Lifelong Pursuit Of Wisdom
The book of Proverbs begins with an introduction in 1:1-7. The words “wisdom” and “instruction” begin and end the section (1:2a, 7b). Solomon’s goal in the book of Proverbs is to instruct his sons on how to acquire wisdom and to form a character that promotes an ordered life in God’s creation. As a person matures, they must begin to understand words of insight for themselves (1:2b). Solomon desires that his son(s) would acquire wisdom so that they would become self-sufficient.
Wisdom also guides people to deal properly with others (1:3). As a father or mother teaches a child to interact with others, so does Solomon show his son that success in life is often determined by how we treat others. He urges his son to exhibit godly behavior towards others in righteousness, to uphold justice and defend the defenseless, and to treat others with equity, not partiality.
Proverbs speaks to the “simple” and “youth” so that they may develop wisdom to navigate life properly (1:4). Although, Proverbs casts a larger net and includes even the “wise” (1:5). The point is that the search for wisdom in life is never really over. There is no such thing as having too much wisdom. Even those who are deemed wise can still hear, learn more, and obtain further guidance in life. If anyone knew this, it was Solomon. The words of the wise are a well of experience and observation from God’s people that can be drunk from endlessly (1:6).
Though, to obtain knowledge there is a prerequisite; we must have humility. Proverbs 1:7a says, “The fear of the Lord is the beginning of knowledge.” Fear is just that—fear. Fear of negative consequences and understanding that God is the one who doles those out. Fear is the starting point for youth when they come to God. It is great starting place, but not the end. Fear should progress to a respect or awe of someone or something. Proverbs 2:5 shows that our fear should lead to us to “understand the fear of the Lord and find the knowledge of God.”

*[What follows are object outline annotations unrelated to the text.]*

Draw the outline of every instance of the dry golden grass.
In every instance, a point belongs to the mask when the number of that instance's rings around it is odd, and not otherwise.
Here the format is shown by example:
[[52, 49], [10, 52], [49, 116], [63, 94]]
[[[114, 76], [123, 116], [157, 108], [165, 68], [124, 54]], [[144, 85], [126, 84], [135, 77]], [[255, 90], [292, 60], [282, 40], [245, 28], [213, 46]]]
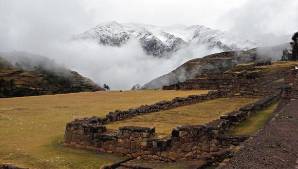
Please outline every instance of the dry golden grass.
[[[244, 68], [246, 66], [249, 66], [251, 64], [238, 64], [234, 68], [227, 71], [227, 72], [232, 72], [234, 73], [240, 73], [245, 71]], [[256, 70], [248, 71], [248, 72], [260, 72], [265, 74], [276, 74], [285, 72], [288, 72], [292, 69], [295, 69], [295, 66], [298, 66], [298, 61], [273, 61], [271, 65], [256, 66], [254, 68]]]
[[267, 108], [256, 112], [250, 118], [231, 130], [229, 134], [231, 135], [251, 135], [256, 133], [273, 113], [279, 103], [280, 101], [276, 101]]
[[98, 168], [124, 157], [61, 146], [66, 122], [208, 92], [107, 91], [0, 99], [0, 163], [30, 168]]
[[114, 130], [124, 125], [155, 126], [157, 133], [170, 134], [173, 128], [178, 125], [203, 124], [219, 118], [222, 114], [238, 109], [257, 100], [219, 98], [134, 117], [108, 124], [106, 126], [108, 129]]

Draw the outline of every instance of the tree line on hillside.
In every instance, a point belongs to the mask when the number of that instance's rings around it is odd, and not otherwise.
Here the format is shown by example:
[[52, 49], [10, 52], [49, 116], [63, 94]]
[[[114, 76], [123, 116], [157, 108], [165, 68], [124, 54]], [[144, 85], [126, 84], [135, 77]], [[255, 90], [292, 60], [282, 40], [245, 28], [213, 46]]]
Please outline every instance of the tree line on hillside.
[[287, 49], [283, 50], [283, 55], [281, 60], [298, 60], [298, 32], [295, 32], [292, 36], [290, 53]]
[[36, 96], [44, 94], [37, 89], [32, 89], [28, 86], [22, 85], [17, 87], [14, 80], [5, 80], [0, 79], [0, 98]]

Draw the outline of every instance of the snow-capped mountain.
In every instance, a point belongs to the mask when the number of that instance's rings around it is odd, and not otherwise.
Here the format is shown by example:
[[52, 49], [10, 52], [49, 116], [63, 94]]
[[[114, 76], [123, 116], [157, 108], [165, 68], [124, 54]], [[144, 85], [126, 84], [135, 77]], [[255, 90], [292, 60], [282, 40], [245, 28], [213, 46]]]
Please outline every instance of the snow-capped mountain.
[[155, 56], [175, 52], [191, 44], [204, 44], [225, 51], [247, 50], [258, 46], [249, 40], [241, 40], [227, 33], [199, 25], [159, 27], [109, 22], [73, 36], [74, 40], [93, 39], [102, 45], [115, 46], [121, 46], [131, 38], [139, 39], [146, 53]]

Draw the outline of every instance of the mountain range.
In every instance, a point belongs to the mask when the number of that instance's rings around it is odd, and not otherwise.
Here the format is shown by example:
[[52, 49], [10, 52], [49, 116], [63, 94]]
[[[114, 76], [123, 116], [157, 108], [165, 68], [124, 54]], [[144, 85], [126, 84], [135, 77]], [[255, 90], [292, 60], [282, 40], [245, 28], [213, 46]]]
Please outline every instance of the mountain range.
[[90, 79], [47, 57], [0, 52], [0, 98], [101, 90]]
[[158, 77], [141, 87], [141, 89], [161, 88], [164, 86], [182, 82], [198, 74], [219, 73], [237, 64], [263, 60], [280, 59], [283, 50], [289, 50], [290, 43], [276, 46], [258, 47], [247, 51], [228, 51], [214, 53], [192, 59], [167, 74]]
[[246, 50], [259, 46], [253, 40], [239, 38], [219, 30], [201, 25], [162, 27], [116, 22], [101, 23], [75, 35], [74, 40], [95, 40], [103, 45], [121, 46], [129, 39], [138, 39], [145, 52], [162, 56], [191, 44], [205, 44], [224, 51]]

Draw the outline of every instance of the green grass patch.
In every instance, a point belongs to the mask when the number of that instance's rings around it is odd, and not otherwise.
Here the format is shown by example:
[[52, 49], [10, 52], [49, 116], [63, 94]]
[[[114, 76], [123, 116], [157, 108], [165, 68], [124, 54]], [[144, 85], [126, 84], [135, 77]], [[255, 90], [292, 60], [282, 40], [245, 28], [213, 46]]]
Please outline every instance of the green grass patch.
[[231, 135], [251, 135], [255, 133], [264, 125], [279, 103], [280, 101], [276, 101], [267, 108], [257, 112], [250, 118], [247, 119], [239, 125], [232, 130], [229, 132], [229, 134]]
[[38, 168], [98, 168], [127, 157], [108, 153], [97, 154], [91, 150], [64, 147], [63, 139], [55, 137], [50, 144], [44, 145], [35, 151], [24, 152], [1, 149], [0, 156], [6, 162]]
[[286, 120], [287, 119], [289, 118], [292, 118], [293, 116], [291, 116], [291, 115], [278, 115], [277, 116], [277, 118], [279, 119], [281, 119], [282, 120]]

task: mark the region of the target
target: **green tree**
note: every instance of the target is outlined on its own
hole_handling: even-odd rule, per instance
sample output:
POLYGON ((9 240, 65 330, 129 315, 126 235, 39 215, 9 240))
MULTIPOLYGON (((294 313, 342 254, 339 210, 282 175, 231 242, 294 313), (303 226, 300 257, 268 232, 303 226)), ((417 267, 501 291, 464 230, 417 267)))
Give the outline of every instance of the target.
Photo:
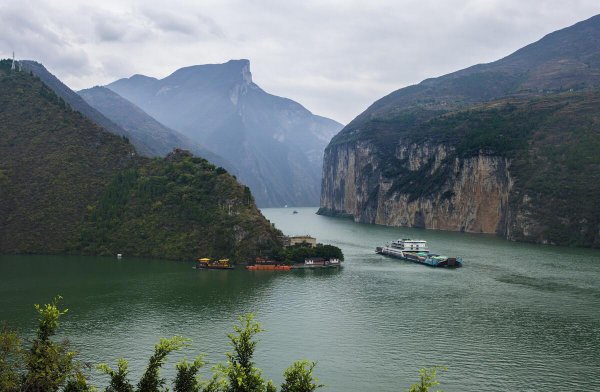
POLYGON ((58 308, 60 299, 58 296, 50 304, 35 305, 39 313, 39 325, 26 356, 24 390, 58 391, 77 370, 75 352, 68 349, 66 342, 56 343, 50 339, 56 333, 60 316, 67 313, 67 309, 58 308))
POLYGON ((227 353, 227 366, 223 370, 229 382, 227 392, 273 391, 273 384, 265 382, 262 371, 252 361, 257 344, 254 336, 263 331, 260 324, 254 321, 254 315, 246 314, 233 329, 235 333, 227 335, 233 353, 227 353))
POLYGON ((2 325, 0 332, 0 391, 12 392, 19 390, 22 366, 23 348, 21 339, 16 332, 2 325))
MULTIPOLYGON (((432 368, 423 368, 419 370, 419 382, 410 386, 408 392, 429 392, 430 388, 440 385, 436 380, 437 371, 446 370, 443 366, 434 366, 432 368)), ((436 392, 442 392, 437 390, 436 392)))
POLYGON ((133 385, 129 381, 129 363, 125 359, 117 360, 117 370, 105 363, 98 365, 98 369, 110 377, 106 392, 133 392, 133 385))
POLYGON ((148 367, 137 385, 139 392, 160 392, 165 385, 165 379, 160 377, 160 368, 165 362, 167 355, 173 351, 181 350, 188 345, 189 340, 181 336, 173 336, 171 339, 160 339, 154 346, 154 354, 148 361, 148 367))
POLYGON ((321 388, 323 385, 313 376, 316 365, 316 362, 306 360, 294 362, 283 374, 285 380, 281 392, 314 392, 321 388))
POLYGON ((200 391, 200 380, 198 372, 205 365, 202 356, 196 357, 194 362, 190 363, 186 360, 175 365, 177 375, 173 382, 174 392, 197 392, 200 391))

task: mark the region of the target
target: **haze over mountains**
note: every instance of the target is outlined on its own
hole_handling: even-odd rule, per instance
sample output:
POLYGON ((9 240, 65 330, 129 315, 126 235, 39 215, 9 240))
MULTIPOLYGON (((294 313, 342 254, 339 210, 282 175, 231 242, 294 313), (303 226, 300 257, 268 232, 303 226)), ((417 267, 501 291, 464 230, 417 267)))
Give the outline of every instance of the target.
POLYGON ((77 93, 88 105, 125 130, 134 145, 143 144, 148 146, 147 155, 164 157, 174 148, 181 148, 236 174, 235 167, 224 158, 181 133, 165 127, 112 90, 96 86, 77 93))
POLYGON ((224 157, 260 206, 316 205, 322 153, 342 125, 263 91, 248 60, 134 75, 107 85, 159 122, 224 157))
POLYGON ((600 16, 397 90, 325 152, 321 212, 600 246, 600 16))
POLYGON ((39 77, 71 108, 110 133, 127 137, 135 146, 138 154, 148 157, 165 156, 174 148, 185 148, 228 170, 233 169, 233 166, 222 157, 172 129, 168 129, 131 102, 108 89, 94 88, 78 94, 50 73, 42 64, 29 60, 23 60, 20 63, 24 70, 31 71, 39 77), (90 105, 86 101, 93 104, 90 105))
POLYGON ((0 253, 243 260, 281 246, 225 170, 181 150, 140 156, 11 64, 0 60, 0 253))

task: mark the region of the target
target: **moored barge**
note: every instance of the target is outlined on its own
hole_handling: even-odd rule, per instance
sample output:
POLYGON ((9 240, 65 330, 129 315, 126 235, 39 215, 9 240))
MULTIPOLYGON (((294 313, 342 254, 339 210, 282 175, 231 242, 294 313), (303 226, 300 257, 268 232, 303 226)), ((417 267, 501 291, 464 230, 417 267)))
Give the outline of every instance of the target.
POLYGON ((207 257, 203 257, 196 261, 196 269, 234 269, 229 259, 211 260, 207 257))
POLYGON ((403 238, 392 241, 386 246, 378 246, 375 252, 430 267, 459 268, 463 265, 460 257, 448 257, 429 252, 427 241, 424 240, 403 238))

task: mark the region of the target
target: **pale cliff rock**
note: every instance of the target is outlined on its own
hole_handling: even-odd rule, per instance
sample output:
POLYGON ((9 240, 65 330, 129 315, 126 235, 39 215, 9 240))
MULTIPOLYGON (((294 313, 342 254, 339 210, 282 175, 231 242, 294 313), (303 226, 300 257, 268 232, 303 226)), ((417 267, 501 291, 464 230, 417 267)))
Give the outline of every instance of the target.
POLYGON ((414 198, 410 187, 397 189, 400 178, 381 172, 373 149, 359 142, 326 151, 322 211, 388 226, 506 233, 513 186, 508 159, 481 154, 448 161, 444 145, 400 145, 397 157, 411 172, 429 166, 426 176, 450 173, 436 192, 414 198))

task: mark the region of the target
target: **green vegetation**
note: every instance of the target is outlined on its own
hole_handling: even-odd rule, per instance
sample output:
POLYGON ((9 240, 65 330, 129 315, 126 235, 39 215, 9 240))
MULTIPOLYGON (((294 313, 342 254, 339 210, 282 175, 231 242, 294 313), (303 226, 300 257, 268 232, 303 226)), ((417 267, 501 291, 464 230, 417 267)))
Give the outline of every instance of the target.
POLYGON ((599 109, 599 89, 511 98, 423 116, 421 122, 404 122, 406 116, 375 118, 353 137, 374 146, 378 172, 367 174, 365 168, 363 175, 381 175, 392 184, 388 197, 408 195, 408 201, 451 198, 445 190, 451 188, 455 162, 506 158, 514 181, 512 218, 524 215, 539 227, 535 235, 531 230, 524 234, 519 223, 509 222, 511 238, 600 247, 599 109), (407 157, 397 154, 400 145, 442 145, 448 154, 439 165, 433 157, 414 170, 407 157))
MULTIPOLYGON (((438 370, 447 370, 442 366, 434 366, 429 369, 421 369, 419 370, 419 382, 410 386, 408 392, 428 392, 431 388, 440 385, 439 381, 437 381, 437 371, 438 370)), ((436 392, 441 392, 437 390, 436 392)))
MULTIPOLYGON (((36 337, 31 349, 22 346, 22 339, 6 326, 0 330, 0 391, 43 391, 43 392, 94 392, 97 388, 89 384, 86 374, 90 366, 76 359, 68 343, 56 342, 59 319, 67 309, 59 309, 60 297, 47 305, 36 305, 39 315, 36 337)), ((175 365, 177 370, 173 380, 173 392, 277 392, 272 381, 267 381, 262 370, 253 361, 257 341, 256 335, 262 332, 261 325, 251 314, 239 318, 234 332, 228 335, 232 352, 227 353, 227 362, 216 366, 208 380, 199 376, 205 362, 198 356, 193 362, 185 359, 175 365)), ((116 369, 108 364, 99 364, 96 369, 108 376, 105 392, 163 392, 168 391, 167 380, 161 377, 160 370, 169 354, 189 346, 190 341, 180 336, 161 339, 154 347, 154 354, 140 380, 134 386, 129 378, 127 360, 117 360, 116 369)), ((284 372, 281 392, 315 392, 324 385, 319 384, 313 370, 316 362, 301 360, 294 362, 284 372)), ((436 371, 421 369, 420 382, 410 388, 410 392, 427 392, 439 385, 436 371)))
POLYGON ((176 150, 136 154, 0 61, 1 253, 242 260, 281 246, 250 190, 176 150))
POLYGON ((241 261, 281 246, 280 234, 247 187, 208 161, 176 151, 119 173, 90 208, 73 250, 241 261))

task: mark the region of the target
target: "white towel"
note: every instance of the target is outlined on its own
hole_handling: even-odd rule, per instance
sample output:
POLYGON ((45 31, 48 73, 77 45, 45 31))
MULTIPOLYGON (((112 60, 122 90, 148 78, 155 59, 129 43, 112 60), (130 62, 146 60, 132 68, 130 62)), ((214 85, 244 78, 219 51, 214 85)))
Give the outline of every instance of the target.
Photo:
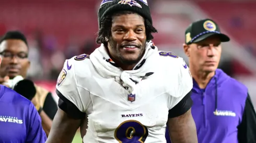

As Proverbs suggests, we are chasing after wisdom, or we are wise in our own eyes (3:7). As we search for wisdom, we must humbly pray like Solomon, saying, “I am but a little child. I do not know how to go out or come in” (1 Kings 3:7b). Humility is a safeguard against thinking we have it all or no longer need to heed instruction. We must orient our hearts and lives to chase after wisdom lest we become like the fools who “despise wisdom and instruction” (1:7b).
We are all developing a character and trying to navigate the world around us, but the route of the wise and the fool have drastically different end routes. In a short seven verses, Proverbs challenges us still today to embark on a lifelong journey to pursue wisdom. What path will you choose?